Before the Beastlord would answer, sleep took him.

1 comment:

  1. The remainder of the night passed in a fitful, perhaps even involuntary, restless unconsciousness. When Zeb finally awoke, he lay still, taking in his surroundings. Bonie's scent was foremost in his mind, accompanied by the shallow rise and fall of her chest as she slept beside him. Outside the cave entrance was the scrape of booted feet--one of the Tunterhorns, by the sound of it, finishing the watch that would see everyone awakened by the rising of the sun. From the cavern and tunnel beyond, the sour stench of decay. Nothing untoward, though that did not make Zeb relax, nor to feel any better about the dreams...nay, the visitor, for lack of a better word, that invaded his consciousness as he slept.

    The intrusion wasn't the worst of it--indeed, it was cause for alarm. Wherever the demon had been spawned, someone...or more likely, something...had taken notice. Zeb didn't want to alarm the miners and engineers any more than he needed to--the creature was a horror, to be sure--but the otherworldly nature of the creature, and its presence in the mine, gave Zeb pause.

    No, it wasn't the intrusion at all...it was that it knew. Zeb hadn't even come to terms with the feelings that had been assaulting him the last several weeks, and he had never voiced--not even to Bonie, nor to Audric--the doubts he had been struggling to evade during his time in Fireshear.

    The adrenaline of yesterday's kill had pushed those doubts aside, but whatever it was that spoke to Zeb in his dreams pierced all defenses, drove straight to the heart of Zeb's self-doubt...and addressed the very secret that Zeb had been struggling to suppress.

    Stalking silently to his pack, Zeb examined the collection of trophies and fetishes that adorned his gear. Each had meaning--whether it was the dried, unrecognizable strip of flesh that was once the tongue of Korvich, his former master, or the string of large claws that had belonged to the bastard Crahdorn, may his soul rest forever in torment. Sweeping them aside, Zeb plunged his hands into the pack, feeling around its familiar contents, withdrawing a pair of objects.

    The first felt familiar in his hand, its edges smoothed by years of handling. It was his symbol to Malar, a bit of horn from a dire elk he had stalked and delivered unto the Beastlord with naught but a heavy dagger, a kill worthy of the Black-Blooded One. It had been carved into the shape of a crude claw, a form holy to his patron.

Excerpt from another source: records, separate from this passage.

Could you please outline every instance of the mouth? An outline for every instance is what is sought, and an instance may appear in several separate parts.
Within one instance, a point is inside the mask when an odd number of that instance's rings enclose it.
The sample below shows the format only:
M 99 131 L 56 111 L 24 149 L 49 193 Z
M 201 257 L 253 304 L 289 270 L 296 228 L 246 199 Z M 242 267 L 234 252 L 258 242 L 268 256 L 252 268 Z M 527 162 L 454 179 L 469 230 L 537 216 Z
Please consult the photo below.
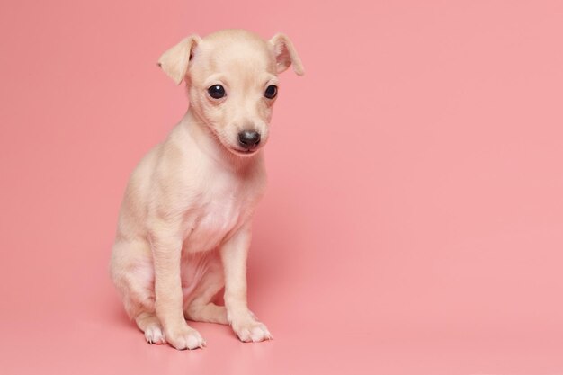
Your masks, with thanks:
M 228 150 L 231 151 L 233 154 L 238 155 L 240 156 L 252 156 L 253 155 L 258 152 L 259 148 L 245 149 L 245 148 L 228 147 Z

    Zeb frowned as he withdrew the second item--its weight unfamiliar in his hand, its surface rough- carved and unfinished. Closing his eyes, Zeb ran his fingers over the wooden medallion, the poor facsimile that Zeb had tried to reconstruct from memory. Though poor in its workmanship, the significance of the item, and its implications on Zeb's future path were profound--it was at once a great source of shame and exhilaration. None knew of its existence, not even Bonie.

    As if burned by the item, or ashamed that he might be discovered with it, Zeb shoved it back into his pack, tying it shut once again. Beads of a cold sweat had formed on his brow, symptom of his stress and inner turmoil.

    Zeb suppressed the urge to entreat Malar; it was an automatic response, formed by years of patronage. No...Malar could not, likely would not be of any use here. Whatever it was that initiated contact last took advantage of fractures in Zeb's faith.

    "Whatever you are, bastard, I am not interested," Zeb growled to himself. Zeb hadn't intended to vocalize his thoughts, but so great was his spiritual torment and anger at having been invaded that it escaped unbidden. Nearby Bonie stirred awake, a questioning look on her brow.

    "It's nothing," Zeb growled again. "Go back to sleep."

    Zeb did not wait for a response, instead turning his back to stalk out to camp and make his morning patrol. He wore an expression that silenced any he passed, while inside his head Zeb's mind raced, struggling to make sense of the torrent of warring emotions.